Someone made that guitar, smoothing
the wood, setting the glue. Someone made
those strings, and someone else uncurled them to stretch over the bridge. Someone figured out exactly how to translate
metal and wood and air into music.
Someone built these walls, and made this chair, and set the tiles in the
floor.
Someone made these fantastic red
boots I’m wearing, and someone put the clearance sticker on them so that I
could bring them home. My clothes, my
earrings, the hairspray in my hair—in those moments, everything seems to be a
miracle, and I can feel the touch of thousands of people, how I am connected to
all of them in even the smallest ways.
And each of them is connected to a thousand more, and a thousand more…
We can’t live alone. We just can’t do it. In this world, everything we see, touch, buy,
eat, drink, was somehow brought to us by someone else. We take it for granted, but it’s true.

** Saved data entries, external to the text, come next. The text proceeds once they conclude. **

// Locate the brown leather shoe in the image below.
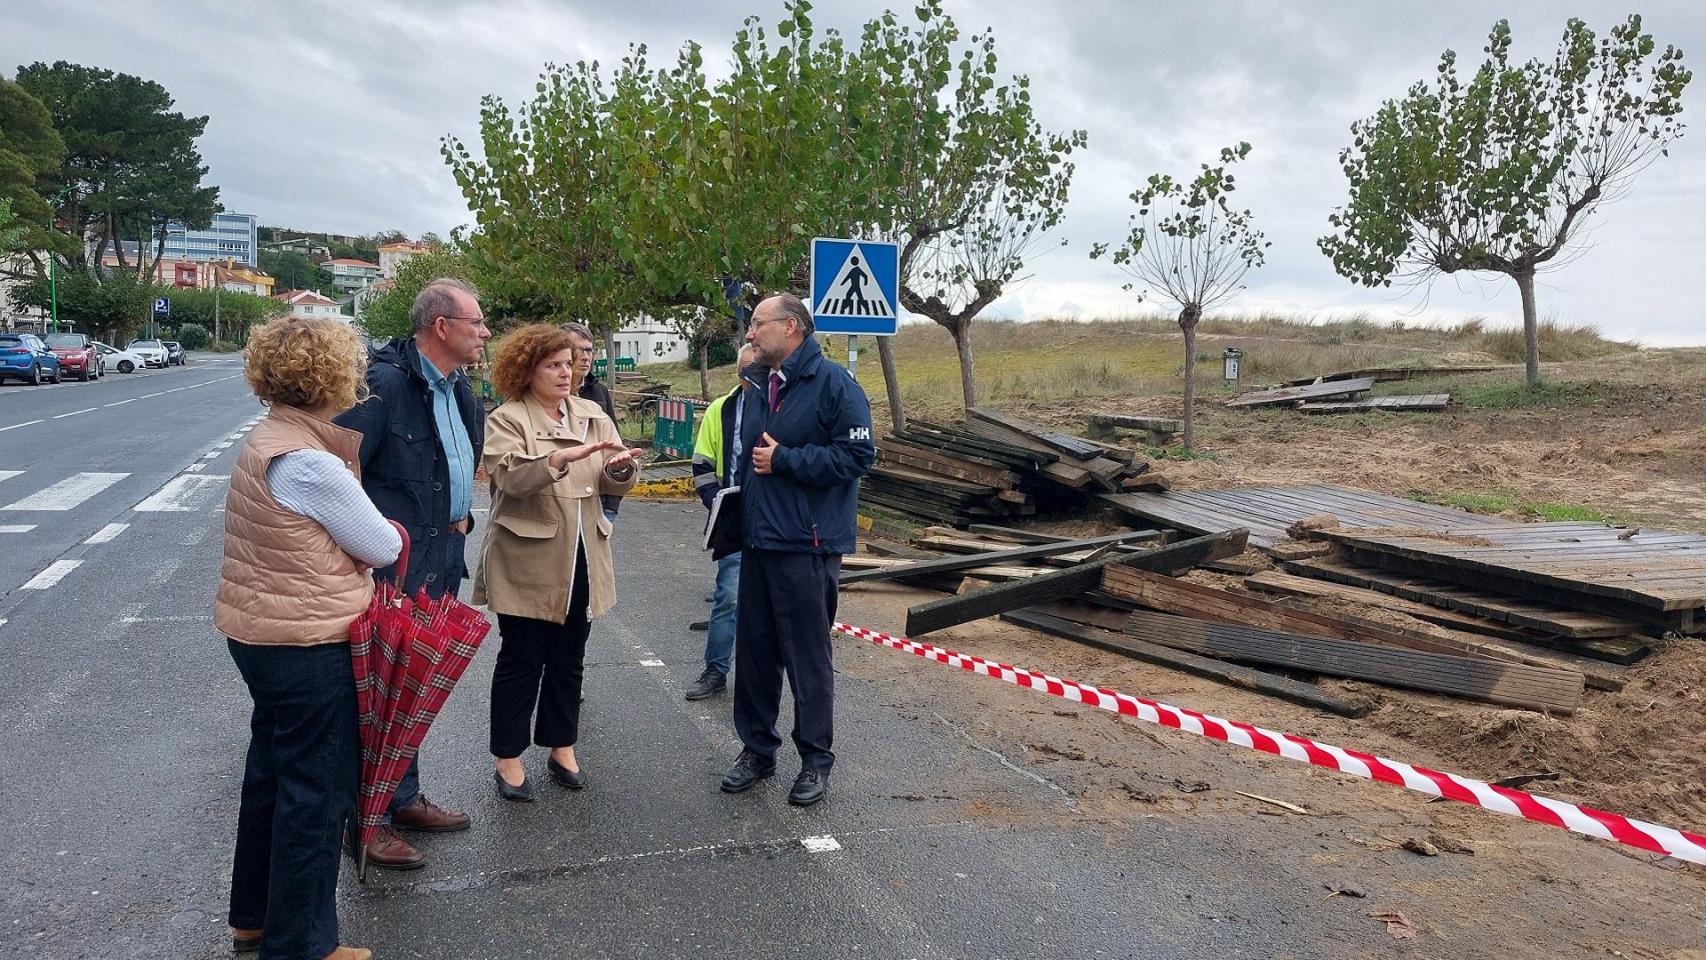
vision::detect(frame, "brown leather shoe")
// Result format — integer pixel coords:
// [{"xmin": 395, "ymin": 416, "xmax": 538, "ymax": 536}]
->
[
  {"xmin": 390, "ymin": 794, "xmax": 470, "ymax": 833},
  {"xmin": 232, "ymin": 927, "xmax": 262, "ymax": 953},
  {"xmin": 356, "ymin": 825, "xmax": 425, "ymax": 871},
  {"xmin": 322, "ymin": 947, "xmax": 372, "ymax": 960}
]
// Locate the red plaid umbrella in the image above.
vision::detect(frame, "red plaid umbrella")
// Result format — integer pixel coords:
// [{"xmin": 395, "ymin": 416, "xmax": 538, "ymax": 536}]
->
[{"xmin": 349, "ymin": 521, "xmax": 491, "ymax": 881}]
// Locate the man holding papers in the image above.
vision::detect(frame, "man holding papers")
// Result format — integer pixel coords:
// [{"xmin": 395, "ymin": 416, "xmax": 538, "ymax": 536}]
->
[{"xmin": 687, "ymin": 345, "xmax": 755, "ymax": 700}]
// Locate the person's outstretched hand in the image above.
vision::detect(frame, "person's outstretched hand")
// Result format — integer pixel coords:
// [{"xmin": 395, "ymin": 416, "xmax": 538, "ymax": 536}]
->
[{"xmin": 548, "ymin": 438, "xmax": 619, "ymax": 471}]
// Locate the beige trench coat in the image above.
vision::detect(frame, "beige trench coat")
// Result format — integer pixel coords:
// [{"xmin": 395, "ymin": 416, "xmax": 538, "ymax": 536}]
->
[{"xmin": 472, "ymin": 393, "xmax": 638, "ymax": 621}]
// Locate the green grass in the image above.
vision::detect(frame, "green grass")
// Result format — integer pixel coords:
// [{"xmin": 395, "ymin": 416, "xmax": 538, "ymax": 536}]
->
[
  {"xmin": 1145, "ymin": 445, "xmax": 1219, "ymax": 461},
  {"xmin": 1410, "ymin": 490, "xmax": 1630, "ymax": 525},
  {"xmin": 1455, "ymin": 380, "xmax": 1623, "ymax": 410}
]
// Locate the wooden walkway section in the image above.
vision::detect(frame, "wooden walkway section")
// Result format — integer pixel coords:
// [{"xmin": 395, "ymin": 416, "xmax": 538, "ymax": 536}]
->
[
  {"xmin": 1318, "ymin": 523, "xmax": 1706, "ymax": 630},
  {"xmin": 1299, "ymin": 394, "xmax": 1451, "ymax": 414},
  {"xmin": 1101, "ymin": 483, "xmax": 1513, "ymax": 550},
  {"xmin": 1225, "ymin": 378, "xmax": 1375, "ymax": 408}
]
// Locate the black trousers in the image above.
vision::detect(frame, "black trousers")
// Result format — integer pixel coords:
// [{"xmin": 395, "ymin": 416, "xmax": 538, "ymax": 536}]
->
[
  {"xmin": 226, "ymin": 639, "xmax": 358, "ymax": 960},
  {"xmin": 733, "ymin": 548, "xmax": 841, "ymax": 773},
  {"xmin": 489, "ymin": 548, "xmax": 590, "ymax": 758}
]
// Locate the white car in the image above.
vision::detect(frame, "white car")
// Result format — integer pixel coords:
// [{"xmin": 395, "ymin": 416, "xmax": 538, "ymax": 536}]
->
[
  {"xmin": 94, "ymin": 341, "xmax": 148, "ymax": 374},
  {"xmin": 127, "ymin": 339, "xmax": 170, "ymax": 368}
]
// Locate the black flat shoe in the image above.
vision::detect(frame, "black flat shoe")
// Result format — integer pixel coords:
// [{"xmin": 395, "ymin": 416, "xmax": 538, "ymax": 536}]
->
[
  {"xmin": 494, "ymin": 770, "xmax": 533, "ymax": 802},
  {"xmin": 720, "ymin": 748, "xmax": 776, "ymax": 793},
  {"xmin": 548, "ymin": 756, "xmax": 586, "ymax": 790}
]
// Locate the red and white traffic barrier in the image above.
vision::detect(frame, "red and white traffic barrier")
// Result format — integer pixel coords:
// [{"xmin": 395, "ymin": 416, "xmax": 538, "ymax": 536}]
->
[{"xmin": 832, "ymin": 621, "xmax": 1706, "ymax": 867}]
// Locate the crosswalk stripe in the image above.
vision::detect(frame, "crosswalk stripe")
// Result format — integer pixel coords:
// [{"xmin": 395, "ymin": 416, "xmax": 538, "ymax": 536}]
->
[
  {"xmin": 0, "ymin": 471, "xmax": 22, "ymax": 484},
  {"xmin": 133, "ymin": 474, "xmax": 229, "ymax": 512},
  {"xmin": 21, "ymin": 559, "xmax": 81, "ymax": 590},
  {"xmin": 1, "ymin": 472, "xmax": 129, "ymax": 511},
  {"xmin": 84, "ymin": 522, "xmax": 129, "ymax": 544},
  {"xmin": 0, "ymin": 524, "xmax": 37, "ymax": 534}
]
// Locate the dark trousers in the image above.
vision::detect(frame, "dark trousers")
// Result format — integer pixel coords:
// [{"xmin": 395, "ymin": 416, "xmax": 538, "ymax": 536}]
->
[
  {"xmin": 226, "ymin": 639, "xmax": 358, "ymax": 960},
  {"xmin": 385, "ymin": 571, "xmax": 461, "ymax": 816},
  {"xmin": 489, "ymin": 550, "xmax": 590, "ymax": 757},
  {"xmin": 733, "ymin": 549, "xmax": 841, "ymax": 773}
]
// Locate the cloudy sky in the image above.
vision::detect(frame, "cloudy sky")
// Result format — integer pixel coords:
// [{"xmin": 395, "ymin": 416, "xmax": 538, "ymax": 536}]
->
[{"xmin": 6, "ymin": 1, "xmax": 1703, "ymax": 343}]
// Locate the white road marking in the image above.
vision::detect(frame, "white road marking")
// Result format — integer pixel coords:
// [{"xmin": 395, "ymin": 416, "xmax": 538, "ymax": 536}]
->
[
  {"xmin": 215, "ymin": 441, "xmax": 233, "ymax": 449},
  {"xmin": 185, "ymin": 463, "xmax": 206, "ymax": 473},
  {"xmin": 84, "ymin": 523, "xmax": 129, "ymax": 544},
  {"xmin": 21, "ymin": 559, "xmax": 81, "ymax": 590},
  {"xmin": 0, "ymin": 524, "xmax": 37, "ymax": 533},
  {"xmin": 104, "ymin": 398, "xmax": 136, "ymax": 407},
  {"xmin": 120, "ymin": 614, "xmax": 212, "ymax": 624},
  {"xmin": 0, "ymin": 419, "xmax": 45, "ymax": 433},
  {"xmin": 2, "ymin": 472, "xmax": 129, "ymax": 511},
  {"xmin": 51, "ymin": 407, "xmax": 98, "ymax": 419},
  {"xmin": 640, "ymin": 659, "xmax": 666, "ymax": 667},
  {"xmin": 800, "ymin": 836, "xmax": 842, "ymax": 853},
  {"xmin": 133, "ymin": 474, "xmax": 229, "ymax": 512},
  {"xmin": 141, "ymin": 392, "xmax": 164, "ymax": 399},
  {"xmin": 0, "ymin": 470, "xmax": 21, "ymax": 483}
]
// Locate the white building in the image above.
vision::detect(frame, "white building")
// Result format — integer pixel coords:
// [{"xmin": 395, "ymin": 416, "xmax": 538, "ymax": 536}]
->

Someone made my clock, my vitamins,
this keyboard I’m hammering on, the monitor where I watch the words rolling
across the screen. Someone put the tea
in the bag, and someone arranged the pipes so I could put water into the kettle
someone made, and someone wired my stove so I could heat the water, and someone
made this mug in which I put the tea, and someone milked the cow and someone harvested the
sugar…
You see? We live in a web of people who are making
things and learning things and each working in their small way to help all of
us survive.
This is why I go to church. This is why I believe in a higher power, and
submit to that higher power. I can’t
believe that all these someones just sprang out of chaos and, purely by chance,
became these inquisitive creatures sitting inside our flesh. I don’t want to believe that. No—Someone made them, those round shields of bone, those firing synapses, the hands that make and hammer and grasp and reach. That Someone wants
them to keep making things, keep reaching out to each other, keep spinning the
web. That Someone wants us to be connected
this way, and gives us what we need to do it.
I don't know about you, but I think that's amazing.